Кроме того, ожоги, хоть и перестали представлять непосредственную опасность для жизни, заживали плохо. Корка, затягивающая их, то и дело вздувалась пузырями, и стоило огромного труда не расчесывать их — и так уже приходилось слышать в штабе брезгливые вопросы, не есть ли эти волдыри и язвы следствие какой-нибудь заразной болезни. Если добавить, что у него вылезли волосы и брови, вид поручик Тоху собою являл вполне отталкивающий. И пусть он убеждал себя, что для мужчины и ветерана это не важно, сознавать это было неприятно.

Еще во время лечения Тоху разыскал граф Цурумия.

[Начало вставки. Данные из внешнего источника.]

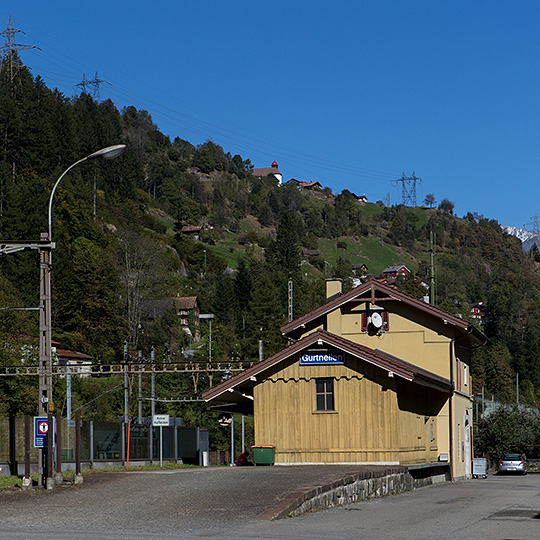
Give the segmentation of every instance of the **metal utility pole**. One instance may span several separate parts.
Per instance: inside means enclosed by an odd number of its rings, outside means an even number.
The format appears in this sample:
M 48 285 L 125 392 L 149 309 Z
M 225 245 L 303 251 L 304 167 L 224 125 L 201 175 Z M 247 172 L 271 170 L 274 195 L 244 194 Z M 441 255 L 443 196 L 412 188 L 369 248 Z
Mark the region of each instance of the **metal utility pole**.
M 97 71 L 96 71 L 96 76 L 91 81 L 89 81 L 89 83 L 92 85 L 92 88 L 94 89 L 92 97 L 97 101 L 101 99 L 101 95 L 99 93 L 99 85 L 105 83 L 105 84 L 108 84 L 109 86 L 112 86 L 110 82 L 107 82 L 103 79 L 98 79 Z
M 51 358 L 51 250 L 54 244 L 47 233 L 41 233 L 39 242 L 2 242 L 0 255 L 26 249 L 39 252 L 39 307 L 17 308 L 39 310 L 39 400 L 38 413 L 52 412 L 52 358 Z
M 67 413 L 66 418 L 71 420 L 71 370 L 66 366 L 66 401 L 67 401 Z M 69 423 L 68 423 L 69 426 Z
M 151 388 L 150 388 L 150 413 L 152 415 L 152 420 L 148 426 L 148 442 L 150 445 L 150 463 L 154 463 L 154 416 L 156 414 L 156 374 L 154 372 L 156 355 L 154 351 L 154 346 L 152 345 L 152 352 L 150 353 L 150 359 L 152 360 L 152 378 L 151 378 Z
M 433 231 L 429 232 L 429 248 L 430 248 L 430 267 L 429 267 L 429 301 L 433 306 L 437 305 L 435 298 L 435 244 L 433 242 Z
M 51 250 L 54 244 L 50 242 L 47 233 L 41 233 L 39 242 L 3 242 L 0 243 L 0 255 L 16 253 L 26 249 L 36 249 L 39 252 L 39 394 L 38 414 L 46 416 L 53 411 L 52 402 L 52 356 L 51 356 Z M 35 309 L 35 308 L 21 308 Z M 52 433 L 52 427 L 51 427 Z M 39 483 L 43 479 L 43 465 L 46 449 L 38 450 Z
M 152 404 L 152 416 L 156 414 L 156 374 L 154 372 L 154 363 L 156 361 L 156 354 L 154 352 L 154 346 L 152 346 L 152 353 L 151 353 L 151 360 L 152 360 L 152 388 L 150 389 L 151 394 L 151 404 Z
M 293 320 L 293 280 L 292 277 L 289 276 L 289 322 Z
M 246 451 L 246 421 L 242 415 L 242 454 Z
M 47 233 L 41 240 L 49 242 Z M 50 245 L 50 244 L 49 244 Z M 52 247 L 52 246 L 51 246 Z M 52 399 L 52 325 L 51 325 L 51 248 L 39 252 L 39 414 L 53 411 Z
M 208 361 L 212 363 L 212 321 L 215 319 L 215 315 L 213 313 L 201 313 L 199 315 L 199 319 L 206 319 L 209 321 L 210 324 L 210 336 L 208 340 Z
M 142 351 L 139 351 L 139 424 L 142 424 Z
M 231 467 L 234 465 L 234 415 L 231 414 Z
M 129 420 L 129 391 L 128 391 L 128 342 L 124 341 L 124 423 Z
M 392 183 L 397 185 L 401 182 L 401 204 L 403 206 L 416 206 L 416 183 L 421 183 L 422 179 L 415 176 L 413 171 L 412 176 L 405 176 L 402 173 L 402 177 L 397 180 L 392 180 Z

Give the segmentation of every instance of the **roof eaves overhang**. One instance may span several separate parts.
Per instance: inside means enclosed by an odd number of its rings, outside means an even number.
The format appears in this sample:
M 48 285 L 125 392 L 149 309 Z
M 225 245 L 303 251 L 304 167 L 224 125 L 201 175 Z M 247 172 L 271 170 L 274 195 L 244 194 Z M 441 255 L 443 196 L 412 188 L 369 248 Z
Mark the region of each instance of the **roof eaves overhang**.
M 428 388 L 434 388 L 442 392 L 451 394 L 454 391 L 454 386 L 447 379 L 437 380 L 433 377 L 427 377 L 424 373 L 415 373 L 414 382 L 420 386 L 427 386 Z
M 369 293 L 369 296 L 366 294 Z M 378 295 L 377 295 L 378 293 Z M 328 300 L 322 306 L 306 313 L 305 315 L 285 324 L 281 327 L 281 332 L 284 336 L 292 335 L 297 330 L 306 328 L 309 323 L 316 321 L 318 318 L 324 317 L 330 311 L 341 308 L 347 303 L 365 303 L 370 302 L 375 304 L 376 302 L 404 302 L 405 304 L 418 309 L 419 311 L 436 317 L 445 325 L 454 327 L 459 332 L 465 333 L 469 338 L 476 342 L 478 345 L 485 345 L 487 338 L 474 327 L 468 321 L 453 315 L 437 306 L 427 304 L 426 302 L 413 298 L 412 296 L 398 290 L 388 287 L 378 281 L 371 280 L 351 289 L 350 291 L 339 294 L 330 300 Z
M 245 371 L 235 375 L 231 379 L 222 382 L 221 384 L 207 390 L 203 393 L 204 401 L 222 400 L 233 402 L 238 400 L 238 395 L 244 399 L 248 399 L 248 392 L 258 384 L 260 379 L 257 377 L 260 373 L 286 360 L 293 354 L 296 354 L 313 344 L 330 345 L 336 347 L 351 356 L 355 356 L 369 364 L 372 364 L 380 369 L 387 371 L 389 374 L 397 375 L 409 382 L 418 383 L 422 386 L 432 386 L 439 390 L 451 390 L 450 381 L 443 379 L 429 371 L 422 370 L 413 364 L 410 364 L 400 358 L 391 356 L 379 350 L 370 349 L 365 345 L 360 345 L 337 336 L 326 330 L 317 330 L 312 334 L 294 342 L 285 349 L 268 357 L 266 360 L 251 366 Z M 251 397 L 251 399 L 253 399 Z

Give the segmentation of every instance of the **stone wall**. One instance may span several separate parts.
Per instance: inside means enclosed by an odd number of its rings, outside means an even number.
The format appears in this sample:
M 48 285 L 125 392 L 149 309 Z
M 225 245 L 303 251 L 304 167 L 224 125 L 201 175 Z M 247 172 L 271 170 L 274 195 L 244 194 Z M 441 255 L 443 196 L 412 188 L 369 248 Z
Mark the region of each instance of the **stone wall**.
M 289 503 L 272 519 L 295 517 L 335 506 L 343 506 L 374 497 L 384 497 L 426 485 L 448 481 L 448 466 L 423 467 L 421 473 L 407 467 L 389 467 L 384 471 L 359 473 L 326 486 L 308 488 L 291 494 Z

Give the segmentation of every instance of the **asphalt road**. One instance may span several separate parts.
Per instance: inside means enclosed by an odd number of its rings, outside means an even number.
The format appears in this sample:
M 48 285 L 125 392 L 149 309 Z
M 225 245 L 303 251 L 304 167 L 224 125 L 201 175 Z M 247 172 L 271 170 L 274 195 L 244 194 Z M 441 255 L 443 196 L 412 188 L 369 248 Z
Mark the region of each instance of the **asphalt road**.
M 0 538 L 540 538 L 540 475 L 490 476 L 294 519 L 261 519 L 289 493 L 351 467 L 246 467 L 100 473 L 80 487 L 0 494 Z M 357 470 L 358 468 L 356 468 Z

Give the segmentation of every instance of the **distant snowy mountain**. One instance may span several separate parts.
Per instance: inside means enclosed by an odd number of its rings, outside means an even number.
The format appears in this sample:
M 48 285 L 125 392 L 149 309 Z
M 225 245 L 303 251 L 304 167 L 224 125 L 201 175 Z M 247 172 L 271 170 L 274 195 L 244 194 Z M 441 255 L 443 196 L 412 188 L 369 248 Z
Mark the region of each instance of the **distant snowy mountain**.
M 534 236 L 531 231 L 524 229 L 523 227 L 508 227 L 507 225 L 501 225 L 501 229 L 512 236 L 516 236 L 522 242 L 526 242 Z

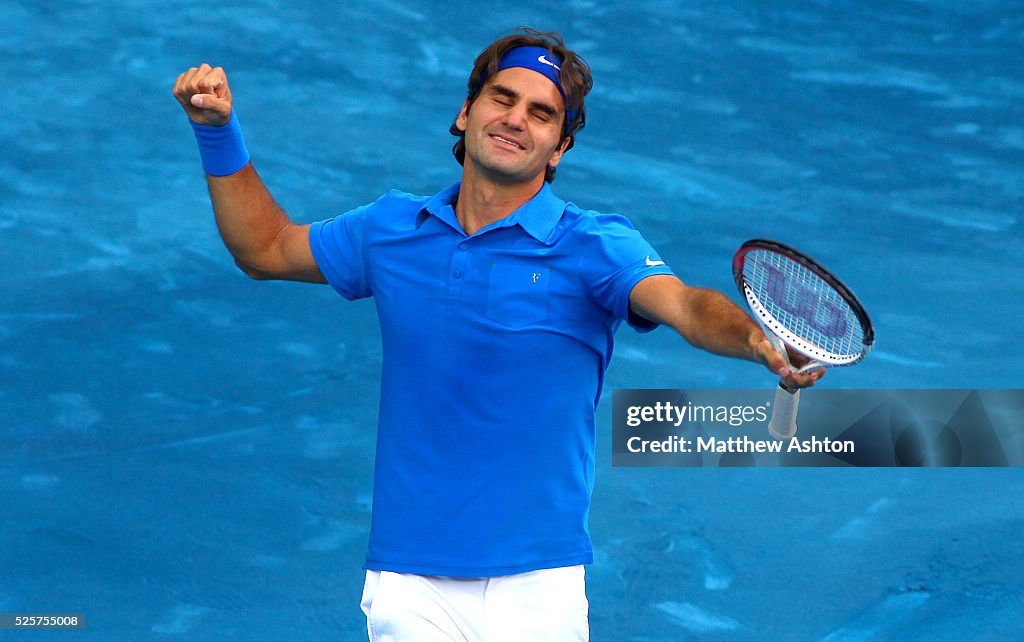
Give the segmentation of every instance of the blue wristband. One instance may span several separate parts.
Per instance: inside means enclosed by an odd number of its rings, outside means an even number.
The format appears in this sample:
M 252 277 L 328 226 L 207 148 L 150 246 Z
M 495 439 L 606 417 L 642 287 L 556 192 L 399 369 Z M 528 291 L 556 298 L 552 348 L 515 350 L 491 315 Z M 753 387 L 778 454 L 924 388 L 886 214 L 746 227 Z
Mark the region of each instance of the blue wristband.
M 238 124 L 234 110 L 231 110 L 228 122 L 219 127 L 200 125 L 192 120 L 188 122 L 196 134 L 199 158 L 207 174 L 227 176 L 249 164 L 249 150 L 245 148 L 242 126 Z

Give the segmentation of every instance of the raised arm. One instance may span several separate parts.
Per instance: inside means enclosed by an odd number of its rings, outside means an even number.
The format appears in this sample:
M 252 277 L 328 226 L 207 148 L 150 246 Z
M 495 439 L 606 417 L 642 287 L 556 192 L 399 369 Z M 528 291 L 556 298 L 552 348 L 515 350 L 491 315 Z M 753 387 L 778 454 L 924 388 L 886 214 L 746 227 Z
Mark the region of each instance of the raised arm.
M 229 131 L 220 128 L 237 126 L 229 123 L 231 89 L 220 67 L 204 63 L 181 74 L 174 83 L 174 97 L 189 119 L 201 126 L 197 135 L 220 140 Z M 219 144 L 233 145 L 230 149 L 244 153 L 240 140 L 213 143 Z M 206 180 L 217 228 L 238 267 L 254 279 L 326 283 L 309 248 L 309 226 L 288 218 L 247 157 L 233 154 L 232 160 L 234 164 L 223 170 L 207 167 Z M 234 167 L 240 163 L 244 163 L 241 169 Z
M 629 304 L 635 314 L 672 327 L 698 348 L 764 365 L 789 387 L 812 386 L 824 374 L 791 370 L 760 326 L 717 290 L 690 287 L 674 276 L 650 276 L 636 284 Z

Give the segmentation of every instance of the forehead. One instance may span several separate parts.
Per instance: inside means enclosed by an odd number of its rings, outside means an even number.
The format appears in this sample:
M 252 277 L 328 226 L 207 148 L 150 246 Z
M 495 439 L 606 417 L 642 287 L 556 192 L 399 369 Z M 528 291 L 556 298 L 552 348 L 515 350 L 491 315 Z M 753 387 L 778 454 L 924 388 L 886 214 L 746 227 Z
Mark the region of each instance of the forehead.
M 562 109 L 562 94 L 547 76 L 525 67 L 502 69 L 487 79 L 484 89 L 492 84 L 512 89 L 531 102 L 544 102 L 556 109 Z

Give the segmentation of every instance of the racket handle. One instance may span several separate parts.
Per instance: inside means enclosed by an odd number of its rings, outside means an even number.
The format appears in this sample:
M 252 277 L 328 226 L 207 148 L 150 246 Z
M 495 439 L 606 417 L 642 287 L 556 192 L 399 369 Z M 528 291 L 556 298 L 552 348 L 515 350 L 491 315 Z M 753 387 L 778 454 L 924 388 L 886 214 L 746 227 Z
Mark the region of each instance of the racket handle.
M 792 439 L 796 434 L 796 411 L 800 405 L 800 389 L 790 390 L 779 383 L 775 406 L 768 422 L 768 434 L 776 439 Z

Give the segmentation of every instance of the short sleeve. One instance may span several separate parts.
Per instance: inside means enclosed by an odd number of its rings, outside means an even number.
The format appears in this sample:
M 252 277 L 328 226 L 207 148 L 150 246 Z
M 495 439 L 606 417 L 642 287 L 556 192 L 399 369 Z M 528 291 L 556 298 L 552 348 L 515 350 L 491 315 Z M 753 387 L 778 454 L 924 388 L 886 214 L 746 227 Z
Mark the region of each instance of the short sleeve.
M 365 236 L 368 220 L 379 202 L 309 227 L 309 247 L 317 267 L 331 287 L 349 300 L 373 295 L 367 278 Z
M 587 227 L 588 262 L 593 261 L 588 272 L 598 303 L 637 331 L 657 328 L 657 323 L 630 312 L 629 296 L 637 283 L 657 274 L 671 275 L 671 268 L 624 216 L 595 214 Z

Тоху и не подозревал, что тот помнит о мимолетном знакомом. Цурумия нынче был повышен до бригадира и переведен в Столицу. О переводе своем он, впрочем, отзывался с руганью и говорил, что это означает лишь, что с полетами закончено. Цурумия и ввел Тоху в круг барона Скенди, где обнаружились весьма и весьма интересные личности — и среди них еще один давний знакомый. Тавас судьбой полковника Муца не интересовался (возможно, ему и так было о ней известно), разговоры здесь — помимо пьяных загулов с песнями и драками — шли совсем на другие темы. Тоху чувствовал — назревает нечто, о чем думают все, но не говорят вслух, и беспокойство не оставляло его.

Он знал всех, кто собрался нынче вечером у барона, но не хватало еще одного человека, который обычно появлялся вместе с Пелке Ругой. Наконец появился и он — округлый мужчина в мятом костюме из хорошей шерсти, в квадратных очках, скрывающих узкие темно-серые глаза, с растрепанными рыжеватыми волосами. По возрасту он был примерно равен остальным, но званием, в переводе на общевойсковые, превосходил всех, кроме разве что Цурумии.

Инженер-полковник Чак Ода. Глава лаборатории «Сигма» при Имперском институте особых исследований, одном из самых секретных заведений в Столице. Школьный друг Руги. К нему инженер-полковник обратился, а не к хозяину.

— Ну что, все в сборе? — И, получив утвердительный ответ, уселся за стол, плеснув себе вина.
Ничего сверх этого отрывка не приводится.